Caelyn looked at her mother, who was wearing an expression of shock and horror. “Please tell me you’re not really going to buy that line,” Caelyn said. “I hope you’ve gotten smart enough to see what Deena really is.”

“And what is she?”

“If you don’t know yet, I feel sorry for you,” Caelyn replied simply, and then she walked upstairs, past her father with his slumped shoulders and crestfallen countenance.

She went into her room, closed the door and lied down on the bed. In Deena’s room, Caelyn could hear Taylor Swift playing through the wall. Taylor was saying something about how she was “never ever getting back together” with someone or other.

Caelyn stared up at the ceiling and the little swirls and contours of the white paint overhead. She heard her parents knocking at Deena’s door and softly begging her to tell them what had happened.

Finally, the volume of the Taylor Swift music came down and then the door opened. Through the wall, Caelyn heard low voices, muffled, talking back and forth.
Her parents, questioning, and then Deena, responding in a plaintive child’s voice.

Caelyn had seen the pictures and texts and evidence for herself, and she knew that whatever Deena was telling her parents would be based on lies.

Because there was no way, from what Caelyn had seen on Deena’s computer, that Deena could ever tell her parents the truth about what she’d really been doing with Mister Marshall.

That they’d been having sex was absolutely without question.

Caelyn had seen some of the emails and Facebook messages between Deena and Mister Marshall. Deena had threatened revealing their “secret” if he didn’t give her money, or
give
her a good grade, or be cruel to an enemy of hers in class. In one email, Deena had even demanded sex from him, telling him that she wanted him to give her oral sex more often. Many of her emails and messages were ridiculing and threatening him, when she wasn’t busy sending him nude pics of herself doing unmentionable activities.

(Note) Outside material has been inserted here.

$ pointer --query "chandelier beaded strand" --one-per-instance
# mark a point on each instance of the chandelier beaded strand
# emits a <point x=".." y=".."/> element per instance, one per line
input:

The variety and depth of her maliciousness was beyond anything Caelyn could have imagined, but Deena wouldn’t let the truth stop her. She’d do anything to make herself look like the complete victim in this scenario, a poor young student taken advantage of by her older professor.

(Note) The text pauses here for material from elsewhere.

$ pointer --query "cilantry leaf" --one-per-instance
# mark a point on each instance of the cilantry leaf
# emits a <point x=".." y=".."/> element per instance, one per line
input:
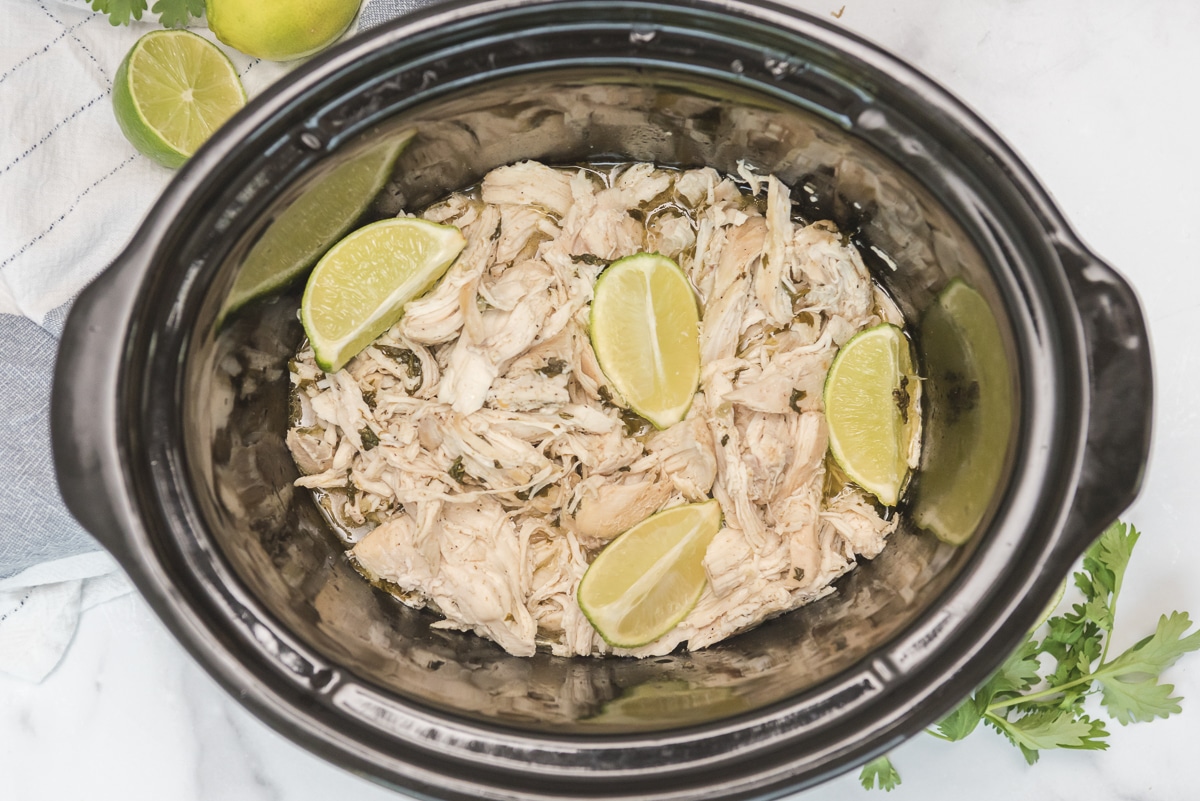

She would be telling her parents all the awful things that he’d forced her to do against her will.

Of course, Caelyn knew that Mister Marshall was a very sick man to have slept with a student, but that didn’t change the fact that Deena was very far from innocent in what had occurred between them. She was basically using the fact that his life would be over if the secret got out, to extort money and other favors from him.

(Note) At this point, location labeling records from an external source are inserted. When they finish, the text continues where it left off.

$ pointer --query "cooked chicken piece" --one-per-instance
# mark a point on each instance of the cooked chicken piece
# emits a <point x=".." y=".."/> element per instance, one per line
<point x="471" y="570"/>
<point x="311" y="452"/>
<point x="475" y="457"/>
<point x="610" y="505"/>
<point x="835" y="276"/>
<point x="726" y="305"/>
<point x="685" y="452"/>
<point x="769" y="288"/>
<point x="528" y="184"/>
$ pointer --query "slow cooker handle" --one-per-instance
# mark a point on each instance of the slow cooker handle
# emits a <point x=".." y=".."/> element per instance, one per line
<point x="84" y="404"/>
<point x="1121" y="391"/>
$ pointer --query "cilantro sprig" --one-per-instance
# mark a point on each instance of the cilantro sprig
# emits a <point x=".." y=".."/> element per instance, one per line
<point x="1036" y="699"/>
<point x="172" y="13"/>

What had happened for him to show up at the house the way he had? It sounded, from what Caelyn had overheard, like he’d somehow lost his cell phone. Maybe a student had stolen it. If his phone fell into the wrong hands, it would basically be game over for both of them.

Caelyn had to smile at how the world worked. Finally Deena was about to get her comeuppance. The only problem was, Caelyn didn’t really care anymore.

***

Later that night, Caelyn was awoken from a restless sleep by the sound of a horrified shriek.

She sat up in bed, confused and disoriented. Getting up, she walked to her bedroom door and opened it.

There was some kind of commotion in her parents’ room—voices were raised, and there was something very wrong. Caelyn hurried to their door, knocking. “Is everything all right?”

They didn’t answer, so Caelyn opened the door, expecting to see a burglar inside or her father on the floor, having been struck with a heart attack. Something awful.